Box debuts new features and integrations for the financial services sector
Box Inc. is moving another notch down its checklist for industry-specific functionality with the introduction of new capabilities aimed at addressing the strict data management requirements of financial institutions. The launch marks the latest milestone in a long-running push toward vertical integration.
The corporate file-sharing juggernaut’s journey to become more than just another horizontal storage player traces back nearly three years to the launch of its data integration service, which opened the way for partners to provide value-added functionality. The ecosystem reached 1,000 applications last March, when Box gave the first hints of its intentions to take the plan the next level.
Half a year later, the cloud giant debuted a structured effort to tackle industry-specific demands that took its strategy beyond partnerships with a build-in workflow management technology capable of automatically enforcing how information is accessed and shared. The new features unveiled this morning extend that functionality into the most compliance-conscious parts of the financial world.
The biggest addition is the ability to regulate how long records are kept around and where, a crucial requirement for heavily-regulated organizations such as banks that must meet rigid retention guidelines. Deleting a file prematurely can create critical accountability gaps that have the potential to severely backfire in the event of an audit, while holding onto data for too long often carries serious legal repercussions.

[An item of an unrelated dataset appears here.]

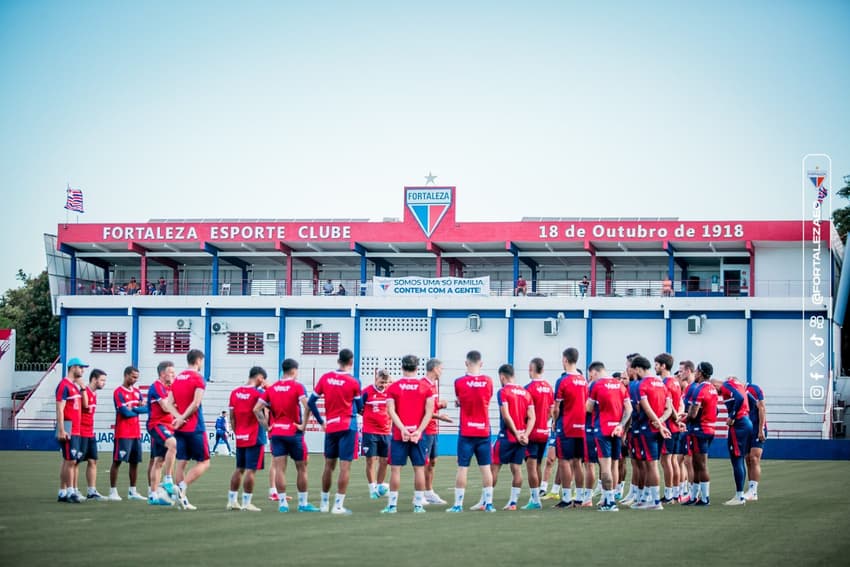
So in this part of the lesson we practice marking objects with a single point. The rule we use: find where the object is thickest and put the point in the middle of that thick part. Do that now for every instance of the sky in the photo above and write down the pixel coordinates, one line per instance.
(284, 109)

The new functionality leverages the workflow management feature that Box introduced in September to automatically label sensitives files with metadata tags describing the specific time constraints on each. Administrators can search documents based on those markers and modify them to change retention limits across a particular collection of documents with a single action instead of having to manually reconfigure each one.

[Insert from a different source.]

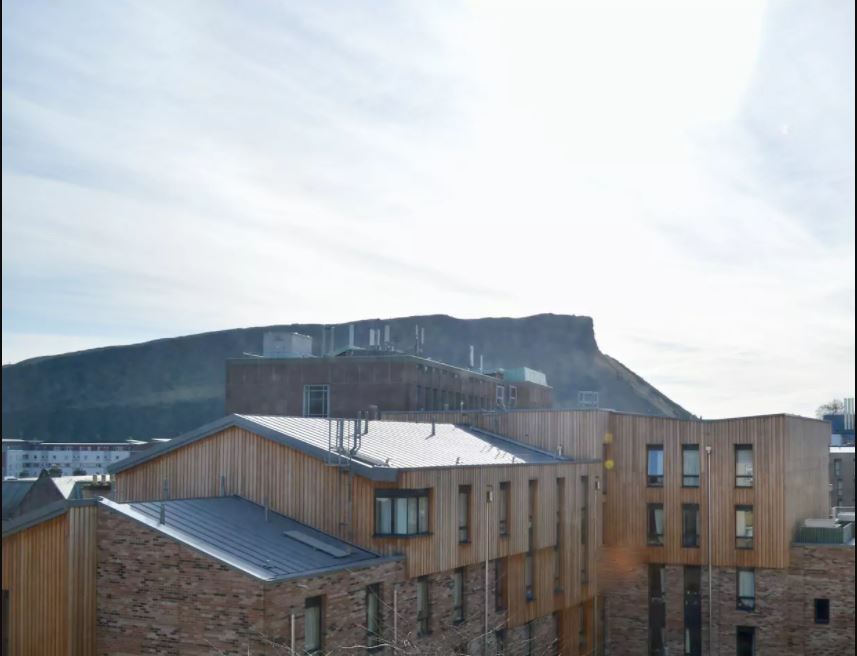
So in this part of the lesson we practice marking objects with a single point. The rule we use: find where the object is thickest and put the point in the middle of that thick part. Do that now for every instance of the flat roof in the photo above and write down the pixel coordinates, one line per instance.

The capability can also be applied to copies moved outside the original folder, which pose a major administrative challenge in enterprise environments where data is often shared among large groups often extending beyond the organization. Box intends to double down on that issue later in the quarter with the scheduled addition of a watermarking feature specifically designed to curtail leaks.
The function will provide the option to assign a unique identifier to every person viewing a document, regardless of whether or not they’re logged in, that will be prominently visible on each page. That is meant to provide organizations with the means to trace the source of unauthorized screenshots to the specific individual and thereby deter such activity.
Rounding out the controls is integration with Bloomberg Vault that provides auditing capabilities to track policy changes, which adds another line of defense against compliance breaches. Forthcoming certification for SEC Rule 17a-4 compliance will open up the functionality for trading and brokerage firms dealing in financial securities.